Project is out of this world
St Charles’ Primary are set to boldly go where no school pupils have gone before.
They are taking part in a new project where they’ll be growing seeds that have previously been into outer space.
And the Cambuslang school will now have their very own space race, as they will compare the seeds from space with those that have not been away over several weeks.
It’s all part of the educational project Rocket Science, which has been launched by the RHS Campaign for School Gardening and the UK Space Agency.
In September, 2kg of rocket seeds were flown to the International Space Station (ISS) on Soyuz 44S.
They have spent several months in microgravity, and are returning to Earth this month.
St Charles’ youngsters will be given a packet of 100 seeds from space, along with seeds that haven’t been to space, and they won’t be told which packet is which.

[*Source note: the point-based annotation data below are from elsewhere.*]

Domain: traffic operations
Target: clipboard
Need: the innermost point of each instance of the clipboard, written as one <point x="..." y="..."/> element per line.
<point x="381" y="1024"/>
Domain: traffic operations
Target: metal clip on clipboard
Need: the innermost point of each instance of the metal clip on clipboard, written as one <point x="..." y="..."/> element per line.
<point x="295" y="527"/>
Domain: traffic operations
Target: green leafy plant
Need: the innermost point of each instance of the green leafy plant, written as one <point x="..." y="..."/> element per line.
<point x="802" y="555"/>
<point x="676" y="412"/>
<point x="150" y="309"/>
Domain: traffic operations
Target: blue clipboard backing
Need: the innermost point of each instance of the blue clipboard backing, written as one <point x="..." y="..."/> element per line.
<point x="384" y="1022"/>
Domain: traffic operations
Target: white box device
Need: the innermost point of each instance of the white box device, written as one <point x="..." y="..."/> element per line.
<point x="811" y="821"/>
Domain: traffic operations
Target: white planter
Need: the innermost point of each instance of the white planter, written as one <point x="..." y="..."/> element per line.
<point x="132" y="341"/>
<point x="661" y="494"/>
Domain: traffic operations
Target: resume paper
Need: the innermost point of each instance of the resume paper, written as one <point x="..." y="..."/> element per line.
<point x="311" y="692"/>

Then they will be measuring the differences between the seeds, with final data being analysed by professional biostatisticians.

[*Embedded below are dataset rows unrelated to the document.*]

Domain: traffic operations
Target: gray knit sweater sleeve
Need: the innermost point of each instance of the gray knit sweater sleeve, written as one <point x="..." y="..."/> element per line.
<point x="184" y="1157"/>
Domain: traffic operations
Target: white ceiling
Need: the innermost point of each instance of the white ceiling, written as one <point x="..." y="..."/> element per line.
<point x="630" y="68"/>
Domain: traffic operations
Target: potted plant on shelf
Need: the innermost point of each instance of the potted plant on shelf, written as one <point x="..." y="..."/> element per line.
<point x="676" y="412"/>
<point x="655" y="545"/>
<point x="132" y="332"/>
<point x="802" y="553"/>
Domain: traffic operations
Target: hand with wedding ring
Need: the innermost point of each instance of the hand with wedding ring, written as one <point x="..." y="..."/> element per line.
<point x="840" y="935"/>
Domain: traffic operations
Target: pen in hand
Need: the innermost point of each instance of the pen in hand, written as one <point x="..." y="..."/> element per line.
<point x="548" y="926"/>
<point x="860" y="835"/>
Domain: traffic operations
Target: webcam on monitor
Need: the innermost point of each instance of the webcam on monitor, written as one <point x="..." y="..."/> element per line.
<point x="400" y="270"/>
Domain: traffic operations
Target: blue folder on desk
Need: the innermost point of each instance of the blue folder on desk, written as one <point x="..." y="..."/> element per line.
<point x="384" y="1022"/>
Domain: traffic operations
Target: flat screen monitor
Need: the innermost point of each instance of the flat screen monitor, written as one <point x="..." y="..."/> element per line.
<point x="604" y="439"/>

St Charles’ teacher Rose Hewitt thinks the idea has several benefits for the kids.
She said: “We are very excited to be taking part in Rocket Science.
“This experiment is a fantastic way of teaching our pupils to think more scientifically and share their findings with the whole school.
The Gardening Club will be running this experiment and sharing their findings with the whole school at assembly.”
Among the areas the project will cover are enabling the children to think more about how we could preserve human life on another planet in the future, what astronauts need to survive while on long-term missions in space and the difficulties surrounding growing fresh food in challenging climates.
Rocket Science is just one educational project from a programme developed by the UK Space Agency to celebrate British ESA astronaut Tim Peake’s Principia mission to the ISS and inspire young people to look into careers in STEM (science, technology, engineering and maths) subjects, including horticulture.
Space Race Pupils at St Charles’ taking part in the project, including Neve Murray and Kiera Cochrane holding the seeds, with teacher Rose Hewitt at the back.